Stand in awe, and sin not: commune with your own heart upon your bed, and be still.
Psalm 4:4
Words: Philip Doddridge (1702–1751). Published posthumously in Hymns Founded on Various Texts in the Holy Scriptures, by Job Orton (Shropshire, England: Joshua Eddowes & John Cotton, 1755), number 29. Communing with our hearts.

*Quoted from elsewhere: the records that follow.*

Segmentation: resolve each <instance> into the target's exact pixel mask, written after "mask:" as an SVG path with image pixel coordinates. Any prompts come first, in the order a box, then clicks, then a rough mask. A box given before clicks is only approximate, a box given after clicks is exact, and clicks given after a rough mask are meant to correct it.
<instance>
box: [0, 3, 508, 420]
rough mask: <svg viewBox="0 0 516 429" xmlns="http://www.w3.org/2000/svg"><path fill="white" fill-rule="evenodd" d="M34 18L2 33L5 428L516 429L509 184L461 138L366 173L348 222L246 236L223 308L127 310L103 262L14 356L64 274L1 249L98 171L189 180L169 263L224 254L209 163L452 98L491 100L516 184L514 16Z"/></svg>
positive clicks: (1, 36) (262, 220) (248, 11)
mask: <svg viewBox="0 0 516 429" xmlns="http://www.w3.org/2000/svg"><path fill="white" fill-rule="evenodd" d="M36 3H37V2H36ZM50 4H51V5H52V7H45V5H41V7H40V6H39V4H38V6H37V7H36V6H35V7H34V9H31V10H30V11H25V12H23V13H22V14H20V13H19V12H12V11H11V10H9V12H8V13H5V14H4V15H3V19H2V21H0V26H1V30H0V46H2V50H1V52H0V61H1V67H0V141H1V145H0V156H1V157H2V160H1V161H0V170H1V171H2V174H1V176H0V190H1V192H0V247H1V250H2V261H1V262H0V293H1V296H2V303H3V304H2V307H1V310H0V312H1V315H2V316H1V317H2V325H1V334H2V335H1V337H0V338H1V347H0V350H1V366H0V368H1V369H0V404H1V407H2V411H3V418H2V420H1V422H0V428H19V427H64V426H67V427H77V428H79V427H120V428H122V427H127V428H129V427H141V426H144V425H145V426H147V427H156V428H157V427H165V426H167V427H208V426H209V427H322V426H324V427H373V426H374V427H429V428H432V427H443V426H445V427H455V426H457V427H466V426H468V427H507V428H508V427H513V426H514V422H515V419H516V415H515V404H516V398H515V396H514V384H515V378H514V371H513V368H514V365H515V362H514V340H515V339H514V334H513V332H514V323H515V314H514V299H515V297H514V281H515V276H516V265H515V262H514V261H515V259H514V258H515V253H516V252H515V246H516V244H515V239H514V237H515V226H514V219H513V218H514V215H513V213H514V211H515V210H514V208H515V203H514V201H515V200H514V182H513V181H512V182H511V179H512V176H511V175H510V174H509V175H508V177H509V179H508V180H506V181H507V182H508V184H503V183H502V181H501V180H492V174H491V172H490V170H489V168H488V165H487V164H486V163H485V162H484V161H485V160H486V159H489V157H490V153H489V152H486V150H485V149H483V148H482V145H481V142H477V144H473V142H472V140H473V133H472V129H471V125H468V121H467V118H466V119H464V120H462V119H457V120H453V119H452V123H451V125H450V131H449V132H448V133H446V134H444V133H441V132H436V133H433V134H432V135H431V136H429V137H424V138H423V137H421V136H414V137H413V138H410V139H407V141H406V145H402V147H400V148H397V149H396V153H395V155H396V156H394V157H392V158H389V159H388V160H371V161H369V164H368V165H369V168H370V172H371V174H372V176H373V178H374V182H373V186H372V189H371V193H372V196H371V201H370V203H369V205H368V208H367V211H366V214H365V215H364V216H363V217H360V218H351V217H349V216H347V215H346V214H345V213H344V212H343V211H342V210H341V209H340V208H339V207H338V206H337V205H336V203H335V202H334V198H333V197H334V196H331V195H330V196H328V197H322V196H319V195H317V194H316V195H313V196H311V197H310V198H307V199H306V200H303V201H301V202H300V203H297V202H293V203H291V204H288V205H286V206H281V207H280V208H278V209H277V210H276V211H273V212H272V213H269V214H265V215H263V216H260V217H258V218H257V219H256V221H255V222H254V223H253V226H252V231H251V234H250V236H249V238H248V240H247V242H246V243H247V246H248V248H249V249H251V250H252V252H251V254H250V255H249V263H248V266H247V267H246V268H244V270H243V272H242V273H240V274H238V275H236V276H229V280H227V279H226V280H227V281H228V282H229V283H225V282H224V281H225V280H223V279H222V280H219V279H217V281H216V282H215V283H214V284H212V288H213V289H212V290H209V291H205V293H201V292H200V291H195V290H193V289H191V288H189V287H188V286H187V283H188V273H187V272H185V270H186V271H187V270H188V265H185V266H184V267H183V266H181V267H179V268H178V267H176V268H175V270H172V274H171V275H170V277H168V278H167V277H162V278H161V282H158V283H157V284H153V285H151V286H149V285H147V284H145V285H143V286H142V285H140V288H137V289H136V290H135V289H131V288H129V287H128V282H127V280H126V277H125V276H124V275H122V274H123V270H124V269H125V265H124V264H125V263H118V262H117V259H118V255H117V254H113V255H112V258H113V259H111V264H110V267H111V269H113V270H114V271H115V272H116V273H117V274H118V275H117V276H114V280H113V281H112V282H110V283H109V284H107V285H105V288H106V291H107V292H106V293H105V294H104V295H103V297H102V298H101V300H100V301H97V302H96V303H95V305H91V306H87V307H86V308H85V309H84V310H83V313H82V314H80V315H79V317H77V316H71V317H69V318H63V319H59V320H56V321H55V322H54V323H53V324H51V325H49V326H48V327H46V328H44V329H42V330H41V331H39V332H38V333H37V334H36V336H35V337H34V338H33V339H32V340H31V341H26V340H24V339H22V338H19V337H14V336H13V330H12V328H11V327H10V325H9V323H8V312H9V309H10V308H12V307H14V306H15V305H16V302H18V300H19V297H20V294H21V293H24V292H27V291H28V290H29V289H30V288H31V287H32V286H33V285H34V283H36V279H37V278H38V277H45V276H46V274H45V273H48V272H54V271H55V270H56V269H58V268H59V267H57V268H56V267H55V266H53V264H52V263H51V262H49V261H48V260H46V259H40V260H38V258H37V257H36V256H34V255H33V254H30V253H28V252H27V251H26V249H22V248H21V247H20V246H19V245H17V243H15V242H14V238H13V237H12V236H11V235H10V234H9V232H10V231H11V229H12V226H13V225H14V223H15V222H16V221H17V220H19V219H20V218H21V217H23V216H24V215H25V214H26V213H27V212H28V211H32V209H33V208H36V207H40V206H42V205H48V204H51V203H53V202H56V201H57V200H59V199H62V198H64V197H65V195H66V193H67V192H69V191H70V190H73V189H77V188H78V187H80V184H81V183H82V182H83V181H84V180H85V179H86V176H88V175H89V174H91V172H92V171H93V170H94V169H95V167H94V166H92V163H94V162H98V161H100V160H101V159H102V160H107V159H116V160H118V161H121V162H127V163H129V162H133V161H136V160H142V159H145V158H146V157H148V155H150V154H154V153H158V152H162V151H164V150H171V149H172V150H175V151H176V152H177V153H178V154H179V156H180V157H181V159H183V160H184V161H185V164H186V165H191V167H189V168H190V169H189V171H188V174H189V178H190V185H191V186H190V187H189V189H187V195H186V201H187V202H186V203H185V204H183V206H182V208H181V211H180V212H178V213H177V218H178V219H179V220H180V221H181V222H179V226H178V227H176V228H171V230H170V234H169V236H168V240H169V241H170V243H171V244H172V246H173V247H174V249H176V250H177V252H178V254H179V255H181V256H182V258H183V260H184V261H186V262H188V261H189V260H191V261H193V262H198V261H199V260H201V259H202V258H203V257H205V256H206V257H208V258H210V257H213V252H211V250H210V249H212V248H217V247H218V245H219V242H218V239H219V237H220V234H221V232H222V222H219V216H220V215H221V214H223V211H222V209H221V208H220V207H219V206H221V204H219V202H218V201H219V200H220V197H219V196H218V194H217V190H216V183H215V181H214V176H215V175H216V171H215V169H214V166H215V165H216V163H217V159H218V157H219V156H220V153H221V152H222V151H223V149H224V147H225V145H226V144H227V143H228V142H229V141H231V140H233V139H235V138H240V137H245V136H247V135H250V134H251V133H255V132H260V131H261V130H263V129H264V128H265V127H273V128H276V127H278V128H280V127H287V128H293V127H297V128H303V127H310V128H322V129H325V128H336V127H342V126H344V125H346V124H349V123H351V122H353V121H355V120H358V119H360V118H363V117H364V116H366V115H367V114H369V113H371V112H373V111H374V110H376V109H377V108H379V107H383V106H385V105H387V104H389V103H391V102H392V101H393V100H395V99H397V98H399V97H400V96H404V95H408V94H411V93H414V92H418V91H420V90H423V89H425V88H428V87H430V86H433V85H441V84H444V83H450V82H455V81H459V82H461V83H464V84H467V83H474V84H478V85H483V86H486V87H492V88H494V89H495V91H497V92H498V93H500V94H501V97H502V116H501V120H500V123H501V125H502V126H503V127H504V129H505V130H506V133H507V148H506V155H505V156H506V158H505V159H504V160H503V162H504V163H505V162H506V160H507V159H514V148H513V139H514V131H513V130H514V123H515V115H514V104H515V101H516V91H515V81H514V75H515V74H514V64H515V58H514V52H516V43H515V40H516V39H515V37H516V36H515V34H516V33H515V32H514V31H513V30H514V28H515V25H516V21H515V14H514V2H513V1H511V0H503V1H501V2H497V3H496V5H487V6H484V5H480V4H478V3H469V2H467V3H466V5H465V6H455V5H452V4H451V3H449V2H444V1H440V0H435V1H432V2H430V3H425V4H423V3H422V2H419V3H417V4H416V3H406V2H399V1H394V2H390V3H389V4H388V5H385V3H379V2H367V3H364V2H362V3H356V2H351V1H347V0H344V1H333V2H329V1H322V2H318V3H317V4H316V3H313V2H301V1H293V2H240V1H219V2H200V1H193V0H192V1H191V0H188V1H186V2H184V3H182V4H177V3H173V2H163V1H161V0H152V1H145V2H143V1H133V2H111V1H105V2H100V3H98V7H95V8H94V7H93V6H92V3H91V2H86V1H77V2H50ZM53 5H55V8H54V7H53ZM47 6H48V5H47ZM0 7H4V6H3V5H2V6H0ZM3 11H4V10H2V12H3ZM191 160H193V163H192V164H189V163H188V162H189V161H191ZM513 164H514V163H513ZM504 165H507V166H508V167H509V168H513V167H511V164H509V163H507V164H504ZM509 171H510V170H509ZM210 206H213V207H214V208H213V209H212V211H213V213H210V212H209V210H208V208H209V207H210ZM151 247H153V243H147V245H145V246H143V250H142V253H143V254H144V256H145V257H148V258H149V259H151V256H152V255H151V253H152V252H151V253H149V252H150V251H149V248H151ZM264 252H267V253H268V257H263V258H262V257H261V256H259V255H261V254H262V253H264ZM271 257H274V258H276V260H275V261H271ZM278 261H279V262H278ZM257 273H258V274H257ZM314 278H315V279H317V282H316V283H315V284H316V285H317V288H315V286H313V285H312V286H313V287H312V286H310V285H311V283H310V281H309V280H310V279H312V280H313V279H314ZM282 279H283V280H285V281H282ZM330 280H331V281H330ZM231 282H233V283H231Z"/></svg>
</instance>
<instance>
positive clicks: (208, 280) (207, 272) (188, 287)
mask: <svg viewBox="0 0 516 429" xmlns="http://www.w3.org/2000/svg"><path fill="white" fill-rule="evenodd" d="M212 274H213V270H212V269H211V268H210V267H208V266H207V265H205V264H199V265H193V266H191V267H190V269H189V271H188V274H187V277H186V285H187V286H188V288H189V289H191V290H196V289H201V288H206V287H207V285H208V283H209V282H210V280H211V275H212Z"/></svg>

Music: Welton H. A. César Malan, 1830 (🔊 pdf nwc).
Alternate Tunes:
Return, my roving heart, return,
And chase these shadowy forms no more;
Seek out some solitude to mourn,
And thy forsaken God implore.
Wisdom and pleasure dwell at home;
Retired and silent, seek them there:
True conquest is ourselves t’o’ercome,
True strength to break the tempter’s snare.
And Thou, my God, whose piercing eye
Distinct surveys each deep recess,
In these abstracted hours draw nigh,
And with Thy presence fill the place.
Thro’ all the mazes of my heart,
My search let heav’nly wisdom guide,
And still its radiant beams impart,
Till all be searched, and purified.
Then with the visits of Thy love,
Vouchsafe my inmost soul to cheer;
Till every grace shall join to prove
That God hath fixed His dwelling there.